Das Parlament hat die Verlängerung des Ausnahmezustands um drei Monate beschlossen, außenpolitische Koordinaten verschieben sich seit dem Anschlag rasant. Was passiert da gerade in Frankreich?
Der Verkehr rollt wieder. Über den Boulevard Voltaire, vorbei an der Konzerthalle und Café Bataclan. Tagelang war hier alles abgesperrt, war die gesamte Weltpresse mit unzähligen Übertragungswagen vor Ort, um über die furchtbaren Anschläge zu berichten. Blumen, Kerzen, viele kleine Zettel und Zeichnungen erinnern daran, schräg gegenüber, am Boulevard Richard Lenoir.

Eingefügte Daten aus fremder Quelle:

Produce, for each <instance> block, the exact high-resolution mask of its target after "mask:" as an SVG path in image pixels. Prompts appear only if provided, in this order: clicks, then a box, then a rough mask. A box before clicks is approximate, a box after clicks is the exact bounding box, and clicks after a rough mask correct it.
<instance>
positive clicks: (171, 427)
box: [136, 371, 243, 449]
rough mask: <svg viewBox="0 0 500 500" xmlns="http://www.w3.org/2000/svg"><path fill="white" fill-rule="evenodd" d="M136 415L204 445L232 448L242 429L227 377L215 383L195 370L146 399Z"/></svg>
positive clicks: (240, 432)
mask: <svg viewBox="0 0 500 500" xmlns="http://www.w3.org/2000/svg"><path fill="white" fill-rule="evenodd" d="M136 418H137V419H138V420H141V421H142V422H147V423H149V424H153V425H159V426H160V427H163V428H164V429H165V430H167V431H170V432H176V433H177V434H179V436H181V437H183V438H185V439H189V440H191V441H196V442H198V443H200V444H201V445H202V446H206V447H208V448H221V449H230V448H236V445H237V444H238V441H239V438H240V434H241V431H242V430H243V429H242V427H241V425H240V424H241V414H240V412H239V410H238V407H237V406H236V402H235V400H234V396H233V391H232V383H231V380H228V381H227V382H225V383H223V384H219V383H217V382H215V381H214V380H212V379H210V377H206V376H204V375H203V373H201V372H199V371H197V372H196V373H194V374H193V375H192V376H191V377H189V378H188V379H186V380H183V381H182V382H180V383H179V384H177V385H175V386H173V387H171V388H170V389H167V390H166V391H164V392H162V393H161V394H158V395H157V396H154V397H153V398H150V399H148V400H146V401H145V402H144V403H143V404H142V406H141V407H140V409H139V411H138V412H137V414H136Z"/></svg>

Dorthin kommen weiter Menschen, gedenken der Opfer. Wie auch bei den attackierten Cafés und Restaurants, nur einige Minuten entfernt. Trotzig leuchtet auf der Anzeigetafel der Gemeinde des 11. Arrondissements, welche sonst über die (meist schlechten) Luftwerte informiert, über das Wetter und Veranstaltungen im Rathaus, jetzt „fluctuat nec mergitur“, „Sie schwankt, aber sie geht nicht unter“, der Leitspruch im Stadtwappen von Paris, vielfach variiert in den sozialen Netzwerken. Der Comic-Autor und Regisseur Johannes Sfar übersetzte es frei als „merde à la mort“, dem „Tod den Stinkefinger zeigen“.
Der Verkehr rollt und staut sich wieder, die Metros fahren, die Menschen in Paris gehen zur Arbeit, sie gehen in die Bistros und Cafés, setzen sich bewusst auf die Terrassen. Sie wollen sich ihre Lebensvorstellungen und Lebensweise nicht von Terroristen vorschreiben lassen. Und doch ist hier alles anders seit dem 13. November. Die Leichtigkeit, die Lässigkeit, die kraftvolle Lebensfreude, die gerade diese Viertel von Paris, das 10. und 11. Arrondissement ausgezeichnet haben, sie sind weggewischt. Das pulsierende Herz von Paris ist verwundet, die Hauptstadt tief ins Mark getroffen. Aber nicht nur das, ganz Frankreich ist außer sich, der schlimmste Terroranschlag in der französischen Geschichte verändert das Land.
Der Präsident, seine Regierung, aber auch viele Medien und gesellschaftliche Organisationen, wie die Gewerkschaften, sprechen von Krieg, Frankreich befinde sich im Krieg. Breit geteilt wird, dass es jetzt um die Verteidigung der Republik gehe, ihre Grundfesten. Die Stimmung ist ganz anders als nach den Anschlägen auf Charlie Hebdo, die zu einem leidenschaftlichen Bekenntnis zu den Werten und Lebensvorstellungen der französischen Republik geführt hat. Da erscheint es fast als Fußnote, wenn Verfassungsrechtler einwenden, dass laut Artikel 36 der Verfassung nur das Parlament erklären kann, Frankreich sei im Krieg - und Präsident Hollande das Parlament dazu bislang nicht aufgefordert hat. Im Fokus steht der erklärte Krieg gegen den IS.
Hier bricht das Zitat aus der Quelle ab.